The most striking thing about the victory of Francois Hollande in the French presidential elections is that the socialist won as the candidate of economic growth and independence.

Not so very long ago, this would have seemed absurd.

Not now.

The left in Europe—and to a lesser extent, in the United States—was ambivalent about economic growth. Its agenda subordinated economic growth to a host of other issues, especially the issues of equality and environmentalism. National independence wasn’t on the agenda at all, except when it came to third-world countries.

Growth was owned by the right. It was widely thought of as the product of market processes—and therefore the issue favored free-market parties. The great debate was the extent to which a pro-growth agenda needed to be moderated by other pursuits.

Resistance to growing international constraints on national governments also tended to be the province of the right. The left wanted a stronger United Nations, a stronger EU Commission, pervasive international institutions throwing red tape around every conceivable social, political or economic problem. The right wielded the scissors, vowing to cut through the tape, cleave a path for national sovereignty.

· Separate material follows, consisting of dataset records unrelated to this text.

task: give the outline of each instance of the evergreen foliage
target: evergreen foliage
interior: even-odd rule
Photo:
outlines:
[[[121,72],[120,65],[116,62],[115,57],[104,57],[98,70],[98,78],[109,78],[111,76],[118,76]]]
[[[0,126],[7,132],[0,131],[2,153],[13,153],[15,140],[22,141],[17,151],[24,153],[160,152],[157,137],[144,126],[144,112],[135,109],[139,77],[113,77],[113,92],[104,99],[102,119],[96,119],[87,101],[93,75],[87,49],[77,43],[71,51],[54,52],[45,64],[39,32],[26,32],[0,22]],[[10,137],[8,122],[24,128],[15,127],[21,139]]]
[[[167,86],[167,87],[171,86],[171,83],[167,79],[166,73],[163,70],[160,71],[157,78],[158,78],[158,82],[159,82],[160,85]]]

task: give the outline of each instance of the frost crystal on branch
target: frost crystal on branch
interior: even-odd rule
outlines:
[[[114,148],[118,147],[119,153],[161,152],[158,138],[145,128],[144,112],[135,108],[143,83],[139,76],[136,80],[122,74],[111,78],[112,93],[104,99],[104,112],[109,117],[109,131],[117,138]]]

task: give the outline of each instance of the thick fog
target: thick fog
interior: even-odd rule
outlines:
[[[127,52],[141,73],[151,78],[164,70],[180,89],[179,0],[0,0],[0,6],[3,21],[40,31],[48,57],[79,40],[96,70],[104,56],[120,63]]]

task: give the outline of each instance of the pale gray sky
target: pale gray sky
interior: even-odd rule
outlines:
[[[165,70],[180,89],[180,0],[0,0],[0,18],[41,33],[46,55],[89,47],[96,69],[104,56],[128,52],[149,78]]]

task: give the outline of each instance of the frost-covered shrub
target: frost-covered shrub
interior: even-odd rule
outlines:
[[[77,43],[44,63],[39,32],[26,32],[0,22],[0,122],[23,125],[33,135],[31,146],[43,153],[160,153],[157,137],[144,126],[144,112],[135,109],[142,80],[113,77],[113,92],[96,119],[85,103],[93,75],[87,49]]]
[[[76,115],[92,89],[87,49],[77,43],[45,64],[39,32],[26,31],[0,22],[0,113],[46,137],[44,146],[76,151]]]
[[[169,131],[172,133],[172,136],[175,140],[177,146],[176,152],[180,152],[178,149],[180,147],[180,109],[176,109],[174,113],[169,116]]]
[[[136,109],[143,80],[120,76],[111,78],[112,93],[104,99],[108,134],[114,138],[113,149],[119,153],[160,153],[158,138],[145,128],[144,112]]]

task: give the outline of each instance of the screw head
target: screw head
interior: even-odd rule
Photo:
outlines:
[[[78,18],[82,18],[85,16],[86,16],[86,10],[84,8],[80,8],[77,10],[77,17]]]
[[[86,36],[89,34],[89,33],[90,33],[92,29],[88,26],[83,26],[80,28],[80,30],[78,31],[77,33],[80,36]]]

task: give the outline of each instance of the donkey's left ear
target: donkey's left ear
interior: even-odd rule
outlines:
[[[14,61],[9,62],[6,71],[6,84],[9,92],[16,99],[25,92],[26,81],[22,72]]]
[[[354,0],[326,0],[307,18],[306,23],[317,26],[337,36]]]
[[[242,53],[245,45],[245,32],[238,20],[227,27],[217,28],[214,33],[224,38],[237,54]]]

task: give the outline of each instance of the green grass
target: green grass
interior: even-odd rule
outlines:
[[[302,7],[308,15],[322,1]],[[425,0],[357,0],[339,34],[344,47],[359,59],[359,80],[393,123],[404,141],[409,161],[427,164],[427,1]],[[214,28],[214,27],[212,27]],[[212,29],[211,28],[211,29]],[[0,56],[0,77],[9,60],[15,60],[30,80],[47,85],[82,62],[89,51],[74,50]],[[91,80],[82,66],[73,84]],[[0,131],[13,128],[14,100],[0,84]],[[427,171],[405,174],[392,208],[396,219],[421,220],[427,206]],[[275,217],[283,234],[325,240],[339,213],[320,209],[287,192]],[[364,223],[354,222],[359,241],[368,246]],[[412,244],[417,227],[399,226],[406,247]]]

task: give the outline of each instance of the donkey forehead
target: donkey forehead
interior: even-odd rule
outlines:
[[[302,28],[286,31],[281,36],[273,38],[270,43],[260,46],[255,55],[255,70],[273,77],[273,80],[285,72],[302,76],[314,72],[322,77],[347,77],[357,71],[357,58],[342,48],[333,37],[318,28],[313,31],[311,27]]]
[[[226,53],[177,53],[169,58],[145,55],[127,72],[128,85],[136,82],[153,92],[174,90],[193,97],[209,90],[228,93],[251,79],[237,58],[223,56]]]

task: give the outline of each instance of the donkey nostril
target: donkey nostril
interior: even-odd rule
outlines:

Somewhere in the course of the Great Recession, all that has changed.

Conservatives across Europe have abandoned the idea of pursuing growth in favor of pursuing balanced budgets and smaller deficits. Market processes aren’t heartily embraced as the production process of prosperity, but as constraints, sign posts warning “we cannot afford it” on the road to bounty. In the United States, most of the Republican objections to Obama’s health care seem built around its alleged costs.

France’s Hollande is said to be preparing to add a paragraph on growth to the European fiscal treaty while, Germany’s Merkel insists that "We in Germany, and me personally, are of the opinion that the fiscal pact is nonnegotiable.” So now the right-of-center is opposed to growth and in favor of international agreements, while the left is pushing for growth and resisting being tied down by international agreements.

We’ve stepped through the looking glass.

To many people in the United States and Europe, the idea that their national government’s priorities should be set by the bond market or credit-rating agencies is as noxious as the idea that they should be set by bureaucrats at the United Nation’s H.Q. in Turtle Bay, Manhattan. The basic philosophy of Tom Joad from Steinbeck’s "The Grapes of Wrath" still holds: we want to “throw out the cops that ain’t our people”—even if those cops are bond-market vigilantes.

“We can’t afford it” is a terrible political slogan—and it also just isn’t true.

The response—as Obama put it four years ago—of “Yes We Can” will always defeat it.

The cheers from Hollande’s supporters this Sunday were a clarion call to conservatives across the globe. As long as the right cedes the issues of growth and freedom to the left, you should expect to lose. Because you will deserve to lose.